Emmanuel Wick
Supervisors: Prof. Dr. Michel Jaboyedoff, Valérie Baumann
The International Road 7 crosses Argentina from East to West, linking Buenos Aires to the Chile border. While crossing the Andes Cordillera, it puts itself at numerous natural risks, such as avalanches, rock falls and debris flow.
This study will be part of a larger one that will eventually characterize the hazard along the mountainous portion of this road. In this study we will focus on the catchment of the debris flow that swept a car away in January 2005. All of this happened in the northern part of the Guido’s curve, between Potrerillos and Uspallata, in the Mendoza Province.
The Guido debris flow’s catchment measures 4.7 km2 and is constituted of three main torrents that meet a few meters ahead of the International Road. Each one of these torrents started during the evening of January 11, 2005, reaching the road apparently at a very short interval of time.
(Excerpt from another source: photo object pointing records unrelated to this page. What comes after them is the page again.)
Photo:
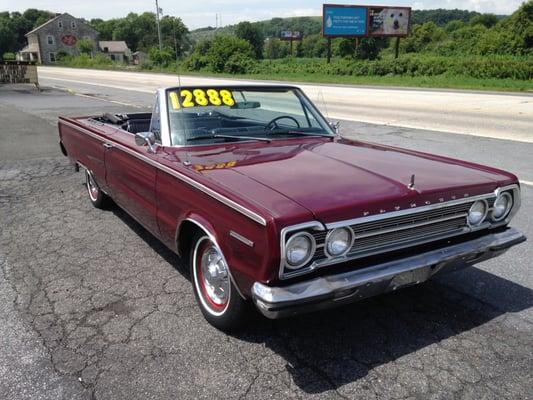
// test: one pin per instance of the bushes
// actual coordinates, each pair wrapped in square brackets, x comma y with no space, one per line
[161,57]
[86,61]
[224,53]
[407,65]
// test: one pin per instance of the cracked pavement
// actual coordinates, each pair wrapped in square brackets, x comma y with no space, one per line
[97,308]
Three years later, signs of them are still perfectly visible, frozen by the arid climate of the region.
The study has been mainly realized from satellite Quickbird imagery and field data collected during a three-week field survey.
It has been established from meteorological data, particle size and mineralogy the conditions that lead to a start of debris flow in this catchment. It depends on strong rainfall combined with numerous material mainly constituted of sands produced by the erosion of a very altered granite. The debris flows have been classified as being a granular matrix that has a collisional-frictional behavior.
From various criteria and with the help of a digital elevation model, it has been shown that the starts happen mainly at the top of the catchment.
Various calculations of volumes, peak discharges and velocities have been realized from geomorphologic methods, empiric formulas and from the analysis of satellite imagery. It appears that an important potential of volume that can be mobilized exists, especially for the longest torrent. A new event could move more than 65.000 m3 of material; the last event reached an estimated velocity of approximately 7 m/s.
A detailed geomorphologic study gave the opportunity to emphasize the activities of anthropogenic origin that led to the deviation of the torrents towards a more adequate place for the construction of a mitigation work. Identically three propagation scenarios illustrating the vulnerability of the road have been proposed.
The present state of the work where underneath the debris flows must cross is not optimum: it is underdimensioned and the last event deposits have not been completely evacuated. The road has been considered as vulnerable even in case of much lighter debris flows.
The results gave the opportunity to put forward several realistic protection measures for the Argentinean context in descending order of importance. They are simple and should be feasible at reasonable cost.